There are basically four ways to evaluate an user interface : Formally by some analysis technique, automatically by a computerized procedure, emperically by experiments with test users, and heuristically by simply looking at the interface and passing judgement according to ones own opinion. Formal analysis models have not yet reached the stage where they can be generally applied in real software development projects. Automatic evaluation is completely infeasible except for a few primitive checks. Therefore, current practice is to do emperical evaluation if one wants a good and thorough evaluation of a user interface. Unfortunately, in most practical situations, people actually do not conduct empirical evaluations because they lack the time, expertise, inclination, or simply the tradition to do so.
As its name suggests, heuristic evaluation is not a pure analysis technique. It might be thought of as "analysis by a team of analysists using a variety of informed models". A more descriptive term applied to heuristic evaluation is Usability Inspection : an inspection is carried out and a list of problems affecting usability is drawn up. For its effect, the heuristic evaluation method relies on two techniques in combination. First, it employs a team of evaluators rather than relying on one person to carry out the evaluation. Second, a set of design heuristics is used to guide the evaluation.
Molich and Nielsen [1990a] have listed nine heuristics which can be used to generate ideas while critiquing the system. These nine principles seem to be well suited as the basis for practical heuristic evaluation. These nine principles correspond more or less to principles that are generally recognized in the user interface community and almost all usability problems fit well into one of these categories.
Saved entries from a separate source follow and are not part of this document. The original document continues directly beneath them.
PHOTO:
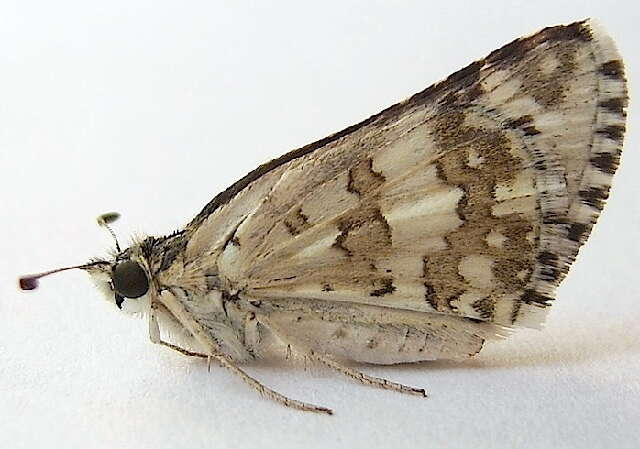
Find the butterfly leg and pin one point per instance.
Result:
(364, 378)
(195, 328)
(336, 366)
In order to test the practical applicability of heuristic evaluation, Nielsen and Molich [1990b], conducted four experiments where a number of evaluators were presented with an interface design and asked to comment on it. They found that individual evaluators were mostly bad at doing heuristic evaluations and that they only found between 20% and 51% of the usability problems in the interfaces they evaluated. On the other hand, they found that the overall result can can be dramatically improved by forming aggregates of evaluators since the "collected wisdom" of several evaluators is not just equal to that of the best evaluator in the group. Aggregates of evaluators are formed by having several evaluators conduct a heuristic evaluation and then collecting the usability problems found by each of them to form a larger set.
They also found that three to five evaluators in an aggregate would be
able to detect about two third of the usability problems. The result
can be seen in figure 1.
They also found that in order to produce better results than the individual evaluatons, the evaluators should do their evaluations independently of each other and only compare results after each of them has looked at the design and written his/her evaluation report. This is so that the evaluators don't bias each other towards a certain way of approaching the analysis and therefore only discover certain usability problems.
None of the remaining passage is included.